We believe that if the parties had intended that the interruptions of service should be for the duration of necessary repairs instead of ‘temporarily’ they would have said so, and then the Water Company and the District would have been on notice that they would have to take care of themselves during such outages by finding some other source of supply without getting water from Pacific. But instead the parties stated in the contracts that Pacific might ‘suspend temporarily’ the deliveries of water, and we believe that the trial court was fully justified in concluding that this contemplated brief interruptions of service while by-pass or other facilities were being cut in or cut out pending resumption of service on short notice should local run-off become inadequate.

We agree with the following statement of the trial judge in his memorandum opinion: ‘What would be classed as a temporary suspension would depend entirely upon the circumstances. The meaning of the word ‘temporarily’ is quite definitely ascertained. It is a relative term, and what might be considered temporary under on set of circumstances could not be so considered under another set. I am of the opinion that as applied to the facts existing in connection with this water service by the P. G. & E. to both the District and the Water Company, any outage or suspension of service extending for such a length of time that the available adequate supply of water to either the District or the Water Company becomes insufficient in any respect, it becomes the duty of the P. G. & E. to restore service to such extent and by such means as the said P. G. & E. may in its discretion select.'

No other points raised require discussion.

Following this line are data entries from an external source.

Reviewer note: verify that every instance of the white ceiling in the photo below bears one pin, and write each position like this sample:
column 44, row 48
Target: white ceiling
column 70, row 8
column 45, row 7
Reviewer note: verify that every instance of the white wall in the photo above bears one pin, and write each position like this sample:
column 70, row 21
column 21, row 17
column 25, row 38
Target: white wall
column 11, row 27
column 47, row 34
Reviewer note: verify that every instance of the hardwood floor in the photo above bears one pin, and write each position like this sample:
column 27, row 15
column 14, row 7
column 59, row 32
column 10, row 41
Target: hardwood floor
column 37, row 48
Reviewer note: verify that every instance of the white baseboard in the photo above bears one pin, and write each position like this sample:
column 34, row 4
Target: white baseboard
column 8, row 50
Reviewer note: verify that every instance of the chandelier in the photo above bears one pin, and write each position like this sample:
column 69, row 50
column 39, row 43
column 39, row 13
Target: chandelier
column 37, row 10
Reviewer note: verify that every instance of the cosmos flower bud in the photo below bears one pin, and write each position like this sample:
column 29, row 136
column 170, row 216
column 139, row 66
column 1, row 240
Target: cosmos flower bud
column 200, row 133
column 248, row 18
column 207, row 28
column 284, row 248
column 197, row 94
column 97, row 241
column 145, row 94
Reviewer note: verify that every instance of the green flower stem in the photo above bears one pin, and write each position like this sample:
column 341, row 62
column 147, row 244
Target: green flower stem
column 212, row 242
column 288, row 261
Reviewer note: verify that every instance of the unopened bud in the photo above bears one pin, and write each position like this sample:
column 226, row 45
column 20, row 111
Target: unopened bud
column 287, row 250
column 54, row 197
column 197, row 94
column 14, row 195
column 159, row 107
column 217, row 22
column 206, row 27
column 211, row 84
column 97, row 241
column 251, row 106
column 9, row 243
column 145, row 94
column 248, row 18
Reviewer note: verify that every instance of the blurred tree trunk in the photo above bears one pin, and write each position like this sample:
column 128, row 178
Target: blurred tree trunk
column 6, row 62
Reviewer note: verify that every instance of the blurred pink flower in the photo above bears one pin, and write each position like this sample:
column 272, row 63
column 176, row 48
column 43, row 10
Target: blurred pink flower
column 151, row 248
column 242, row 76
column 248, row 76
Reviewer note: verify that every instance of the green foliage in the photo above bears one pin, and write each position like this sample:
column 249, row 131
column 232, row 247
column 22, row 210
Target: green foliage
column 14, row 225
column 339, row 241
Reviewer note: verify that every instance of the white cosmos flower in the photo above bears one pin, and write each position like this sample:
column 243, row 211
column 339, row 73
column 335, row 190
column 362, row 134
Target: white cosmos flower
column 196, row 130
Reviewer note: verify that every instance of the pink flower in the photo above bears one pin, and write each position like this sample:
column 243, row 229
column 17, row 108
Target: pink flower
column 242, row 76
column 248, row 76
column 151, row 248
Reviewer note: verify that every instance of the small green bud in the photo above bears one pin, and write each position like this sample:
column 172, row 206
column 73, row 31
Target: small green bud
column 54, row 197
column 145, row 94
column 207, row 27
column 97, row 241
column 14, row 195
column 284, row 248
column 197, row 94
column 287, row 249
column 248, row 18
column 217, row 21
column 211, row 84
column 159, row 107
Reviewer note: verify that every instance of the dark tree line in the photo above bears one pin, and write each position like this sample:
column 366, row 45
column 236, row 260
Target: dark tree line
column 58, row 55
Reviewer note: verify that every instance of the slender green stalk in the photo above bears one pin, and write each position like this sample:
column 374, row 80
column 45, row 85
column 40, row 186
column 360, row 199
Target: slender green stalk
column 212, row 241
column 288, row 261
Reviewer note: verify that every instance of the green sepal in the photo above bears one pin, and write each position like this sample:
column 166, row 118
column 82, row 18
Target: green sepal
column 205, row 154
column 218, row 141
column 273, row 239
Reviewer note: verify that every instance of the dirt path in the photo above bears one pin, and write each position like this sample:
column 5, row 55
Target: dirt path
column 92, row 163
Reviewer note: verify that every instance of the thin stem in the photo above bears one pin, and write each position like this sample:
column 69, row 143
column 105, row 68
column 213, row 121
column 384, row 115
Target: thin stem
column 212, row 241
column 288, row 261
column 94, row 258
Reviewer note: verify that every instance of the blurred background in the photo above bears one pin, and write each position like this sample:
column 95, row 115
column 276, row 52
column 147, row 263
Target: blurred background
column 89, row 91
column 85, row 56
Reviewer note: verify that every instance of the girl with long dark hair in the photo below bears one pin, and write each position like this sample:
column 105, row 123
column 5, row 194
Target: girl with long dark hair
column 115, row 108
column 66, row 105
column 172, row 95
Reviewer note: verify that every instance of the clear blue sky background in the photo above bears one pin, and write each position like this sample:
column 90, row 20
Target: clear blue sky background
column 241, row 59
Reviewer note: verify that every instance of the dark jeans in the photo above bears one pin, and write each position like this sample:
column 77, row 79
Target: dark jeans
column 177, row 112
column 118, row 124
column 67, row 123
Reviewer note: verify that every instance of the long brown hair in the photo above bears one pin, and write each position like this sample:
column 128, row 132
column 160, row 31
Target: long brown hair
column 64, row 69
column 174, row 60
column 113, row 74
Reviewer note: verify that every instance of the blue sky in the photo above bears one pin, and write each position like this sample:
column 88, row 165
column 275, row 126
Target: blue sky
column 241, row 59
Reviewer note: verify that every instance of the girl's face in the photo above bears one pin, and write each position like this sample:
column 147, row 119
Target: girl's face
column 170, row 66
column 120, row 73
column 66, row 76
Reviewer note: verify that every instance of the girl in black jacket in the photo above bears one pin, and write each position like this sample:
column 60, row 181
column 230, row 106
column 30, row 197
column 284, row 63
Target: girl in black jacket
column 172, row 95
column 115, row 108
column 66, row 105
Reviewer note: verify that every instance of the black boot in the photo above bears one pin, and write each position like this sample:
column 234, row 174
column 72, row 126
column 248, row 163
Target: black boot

In view of the foregoing we conclude that the trial court correctly determined that Pacific's suspension of deliveries of water in 1946 was in breach of its obligations under the contracts with the District and the Water Company and in breach of its obligation as a public utility water corporation; that, by reason of the unauthorized outage of the Miocene Canal, Pacific alone became obligated to supply emergency, auxiliary, or stand-by water during said outage; and that the District and the Water Company were entitled to recover from appellant Pacific the net amounts expended by them under the stipulation, with interest.

The judgment is affirmed.

SCHOTTKY, Justice pro tem.

ADAMS, P. J., and VAN DYKE, J., concur.